Okay, let's talk about.
This concept of circular funding to start with why has it created such a fus amongst market observers.
And what is it?
Well, I guess the easiest way to frame it is a company like OpenAI doesn't have the balance sheet of Meta or Microsoft or Google in terms of the huge AI infrastructure build out that they want to go ahead with. And so far they relied on Microsoft to consume all the data center capacity they needed for chat, GPT and the enterprise business they have. And now they feel that numbers and the demand is getting so big that they
are planning ahead. They are looking two three years ahead where they would need probably two or three times more capacity than they are consuming right now. And for that, first they did a deal with Oracle three hundred billion dollar deal that spends almost five years. Then they did this deal with Nvidia actually to build ten gigawatt of
data center capacity. Now, the interesting part to answer your question on circular funding is Nvidia is spending you know, ten billion dollars and giving it to open Ai for them to add up to ten gigawatts of capacity, and that investment could go up two hundred billions, So every gigawat involves almost forty billion dollars of spend. That's a rough calculation, so you can imagine for ten giga whats
we're talking four hundred billion dollars in spend. Out of that, Nvidia is going to put one hundred billion dollars, So one fourth of that is coming from Nvidia. The rest open EI still has to raise it through a private
vehicle or some other type of instrument. But that's the challenge open ai has to grapple with and figure out the rest of the funding, and they feel they can do that in conjunction with I mean, I'm not even talking about the AMD partnership, but that's essentially what they're trying to do is to build out data centers on their own as opposed to relying on hyperscale.
And so we're going to get to the whole idea of an AI bubble here shortly. But do these companies have all the money to back it up? Do they have the financing to support these efforts. We're throwing around a lot of big numbers here, and it feels like with the tech space. It doesn't matter what number you throw out. You could find some company that's saying that that's what they're going to spend. When we think about CAPEX.
So you're right, the traditional business used to be asset light. You needed kapex spend of maybe thirty to thirty five billion dollars if you're Google or a meta and that would suffice for the whole year and it would stay you know, around five to ten percent, give or take. But now it's already you know, two times larger than that thirty five billion dollar and next year it's going
to cost one hundred billion dollars. It's going to be three times larger for existing companies that run data center assets. And the reason for that is the compute has gotten so expensive. Plus you need more compute for generative AI. So think of traditional search. It needed compute that equated to maybe point zero two cents per query. Now with generative AI, that chat pot query is almost ten times more expensive then your traditional search query. So that's where
the compute demand is coming from. And these companies have no choice but to invest in infrastructure because users are spending more time. I mean, Google's token usage has grown fifty x, so people are consuming a lot of these products, and if the pace continues at this level, then you have no choice but to add more capacity. And that's why the numbers are so big here.

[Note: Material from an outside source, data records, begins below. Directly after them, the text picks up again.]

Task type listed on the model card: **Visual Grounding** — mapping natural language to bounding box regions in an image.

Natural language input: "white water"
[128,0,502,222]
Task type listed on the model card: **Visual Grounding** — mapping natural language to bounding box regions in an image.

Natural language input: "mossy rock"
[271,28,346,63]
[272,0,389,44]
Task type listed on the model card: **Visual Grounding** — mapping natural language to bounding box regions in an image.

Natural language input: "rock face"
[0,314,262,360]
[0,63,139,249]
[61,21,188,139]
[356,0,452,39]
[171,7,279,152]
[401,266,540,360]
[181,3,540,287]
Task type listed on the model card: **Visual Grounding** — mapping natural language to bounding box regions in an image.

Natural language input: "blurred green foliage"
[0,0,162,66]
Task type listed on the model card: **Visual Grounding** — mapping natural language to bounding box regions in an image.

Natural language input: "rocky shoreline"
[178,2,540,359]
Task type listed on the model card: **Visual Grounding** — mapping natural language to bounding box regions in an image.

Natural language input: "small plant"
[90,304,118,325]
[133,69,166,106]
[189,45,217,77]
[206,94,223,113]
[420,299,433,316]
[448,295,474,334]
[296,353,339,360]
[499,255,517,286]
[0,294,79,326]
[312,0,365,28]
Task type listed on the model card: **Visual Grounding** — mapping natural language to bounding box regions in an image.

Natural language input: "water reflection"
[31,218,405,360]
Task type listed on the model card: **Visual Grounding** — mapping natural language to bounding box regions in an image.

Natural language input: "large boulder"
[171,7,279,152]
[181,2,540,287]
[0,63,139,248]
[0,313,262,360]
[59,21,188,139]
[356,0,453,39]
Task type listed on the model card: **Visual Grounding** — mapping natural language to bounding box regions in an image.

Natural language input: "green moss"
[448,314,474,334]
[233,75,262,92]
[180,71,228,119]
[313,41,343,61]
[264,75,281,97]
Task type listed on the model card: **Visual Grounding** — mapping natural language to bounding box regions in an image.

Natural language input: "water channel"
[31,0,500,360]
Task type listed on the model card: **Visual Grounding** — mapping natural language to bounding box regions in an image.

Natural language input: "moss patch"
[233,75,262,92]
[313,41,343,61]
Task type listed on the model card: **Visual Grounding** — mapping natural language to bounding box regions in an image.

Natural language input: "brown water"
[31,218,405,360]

Well, you know you're talking about it seems like it really is just an insatiable appetite for investment into the space, right and now we're talking about not just kind of the chips and the service, but also the physical space. But when you compare that with the flow of money and investment into the stock, whether it's from investors on the street or companies looking to get in on it, it seems like there are a lot of willing players
still in the market. Do you think there really is such a mismatch between the flow of money coming out and also the demand for funding to create and further fuel this AI infrastructure situation.

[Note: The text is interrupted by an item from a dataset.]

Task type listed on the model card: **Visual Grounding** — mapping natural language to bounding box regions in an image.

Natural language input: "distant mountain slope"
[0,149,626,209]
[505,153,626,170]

Yeah, everyone, I think now realizes that this is a very long runway in terms of both the bill out of the infrastructure and how it will eventually monetize. I mean, look, there's a lot of upfront investment, and that's where you know, the Hyperscaler Capex guys, they were willing to invest money with their operating cash flow. They have the balance sheet, the Google Meta Microsoft, they have the balance sheet to put their operating cash flow in the form of capex.
But now the numbers are getting even bigger. And so if Google generates one hundred billion dollars in operating cash flow, now they're talking about spending more than that hundred billion. And that's where the private guys come in. Everyone feels it's an attractive asset because you can rent it, you can generate a return over three or four years, and that's where I do think there will be a lot
more of these deals. I mean, the whole neo cloud space has come about literally because of this demand and you know, willingness to rent compute from someone else.
Right lots of activity happening in the AIS can't stop, won't stop. A lot of bubble allegations too, anything that you can point to that would dispute that.
Well, right now, we are still in that phase where the demand far outstriped supply. And to me, the biggest indicator of that is what Nvidia tells us on their earnings call in terms of their margins they're pricing. I mean, right now they're in Blackpool architecture, their Harper chip prices have started to go up because the demand is far
outstripping supply. So when you see a trend like that, just there will be probably some misallocation of capital that will find out in retrospect that this capital was misallocated in some way. But right now, it's very hard to question the pace of this build out because there's still that big gap between demand and supply, and until that narrows, it's hard to question why capital is going in this domain because I mean it should.
Well, thank you for mentioning the earning season, because that's exactly what we want to be asking you about.
Obviously.
Yeah, Kapex was such a big theme last season, especially for Nvideo, but really just in general, right the magnificence having companies and anyone involved in the space. I think that's still the big question for investors is is what companies are spending on AI Does that justify the returns that they're getting now and in the future. What would you say to those investors kind of weighing that balance as we head into the next season's earnings.
I mean, look at the ear to date performance of mag seven. The stocks that have outperformed are the ones that have spent their capex that have increased their spending on AI, not the ones that have been conservative. Your Apple and Amazon haven't.
Outperformed, right, and Vidya the best performer.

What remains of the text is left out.